If you’re a system builder (using studs and tubes), this term refers to a set of techniques that aim to remove as many studs as possible, usually with tiles and various SNOT techniques. The primary goal is often to make a build more lifelike or, at least, less LEGO-like. The opposite in this meaning is studded. Compare this studded Tomcat by Ralph Savelsberg with the mostly studless Corsair by Mike Psiaki:

Tomcat by Ralph Savelsberg and Corsair by Mike Psiaki

Both are terrific builders, and have made choices on how to best achieve the shape and style they were after.

If you’re a technic builder (using axles and gears) this term is often used to separate studded beams from non-studded beams. This has a great impact on brick geometry, and drastically changes how you work with your bricks. The opposite in this meaning is usually studfull.

Two Technic 5 beams - one studless, one studfull

The general momentum is towards studless building - both in System and Technic. The best thing to do is to familiarize yourself with both and use whichever style you prefer.

Flex the system: SNOT means Studs Not On Top

There will come a time in your LEGO building career when you discover that it’s hard to achieve some shapes. The geometry behind LEGO pieces allow for some very interesting combinations, but they also prevent you from freeform shaping. This is where we introduce a new concept: SNOT, which stands for Studs Not On Top.

Even though studlessness sounds related to SNOT, the two are not the same. Studlessness is the art of hiding LEGO studs, while SNOT is an umbrella term for techniques that changes the orientation of studs.

If you’ve been reading this article from top to bottom, you’ve already been introduced to the concept when we discussed piece geometry.

Two ways to handle studs when working with the 5:2 ratio

If you combine the huge variety of LEGO pieces - not least slopes - with sensible SNOT techniques you suddenly have fantastic flexibility. We have one of the largest (and still growing!) collection of SNOT techniques here on Swooshable.
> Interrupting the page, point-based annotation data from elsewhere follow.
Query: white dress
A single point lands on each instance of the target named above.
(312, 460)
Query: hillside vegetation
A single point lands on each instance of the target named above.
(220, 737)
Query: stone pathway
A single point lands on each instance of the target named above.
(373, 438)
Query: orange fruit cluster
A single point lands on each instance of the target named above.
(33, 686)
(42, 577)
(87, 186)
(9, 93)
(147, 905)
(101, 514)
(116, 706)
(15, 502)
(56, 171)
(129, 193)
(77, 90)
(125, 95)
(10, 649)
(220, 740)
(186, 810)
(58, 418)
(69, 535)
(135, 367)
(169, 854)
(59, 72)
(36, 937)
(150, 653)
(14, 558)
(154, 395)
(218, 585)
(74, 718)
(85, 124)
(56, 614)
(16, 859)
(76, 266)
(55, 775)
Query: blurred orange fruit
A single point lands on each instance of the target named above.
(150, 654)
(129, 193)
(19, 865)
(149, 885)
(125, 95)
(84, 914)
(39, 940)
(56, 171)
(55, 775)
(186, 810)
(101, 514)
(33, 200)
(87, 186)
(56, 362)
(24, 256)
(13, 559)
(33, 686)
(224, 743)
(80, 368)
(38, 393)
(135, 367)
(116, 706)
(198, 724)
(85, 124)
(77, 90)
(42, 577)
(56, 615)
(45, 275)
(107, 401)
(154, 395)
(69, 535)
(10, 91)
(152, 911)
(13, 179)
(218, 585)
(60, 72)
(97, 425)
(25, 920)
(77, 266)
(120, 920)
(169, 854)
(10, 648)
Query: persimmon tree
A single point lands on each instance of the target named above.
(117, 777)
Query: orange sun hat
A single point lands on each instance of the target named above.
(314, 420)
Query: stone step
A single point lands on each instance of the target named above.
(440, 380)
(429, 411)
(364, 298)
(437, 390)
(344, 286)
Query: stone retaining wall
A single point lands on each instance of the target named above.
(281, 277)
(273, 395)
Offsetting: SNIR means Studs Not In a Row

The last technique you’ll need to familiarize yourself is offsetting. Essentially, this is the art of building between the studs.

These techniques have many names and acronyms - SNIR (Studs Not In a Row) or AZMEP (Aus-Zwei-Mach-Eins-Plättchen) are two of more common ones.

This is useful when you build on a scale that requires an uneven amount of studs. Many trains, for instance, are built 9 studs wide - but since the base is six studs wide, you need to figure out a way to change this. Many pieces allow this, but the most common one is the modified 1x2 plate with one center stud (#3794a and #3794b). This piece is so common in LEGO building it has earned itself a nickname: the jumper plate.

The all-powerful jumper plate

You can also use the basic studs and tubes to create a simple but inflexible offset.

A simple offset with basic pieces

Some models you build will not use any offsetting at all, others use a lot. After a while it’ll come natural to you when it is needed, but generally speaking you’ll have to deal with it when you build in uneven stud widths.

Where to go from here

Join the community

Phew. That was a lot to take in, wasn't it? And yet there's so much more you can do! One of the best things about LEGO is that there is a thriving community where people show creations, discuss collecting, buy and sell pieces and much more. To get the most out of your hobby, consider joining! We're mostly a friendly bunch. Swooshable's community overview article is a good start.

Explore more techniques and concepts

This article gave you an overview on techniques and terms to look out for and start experimenting with. But there's still much we didn't touch. Two things you definitely should look into are how to work with color and how to plan a build. These subjects depend a lot on your personal style - some plan a lot, some plan nothing at all. Regardless, they are two important areas we encourage you to explore.

Thanks

Thanks to Dennrlay for the photo at the top and to everyone who has produced models and materials referenced in this article. I hope they inspire you to create something awesome.

Story Time

Steve and John did their job every day, yet they never stopped to consider that their tools might be too small for the task. After all: everything is cool when you're part of a team.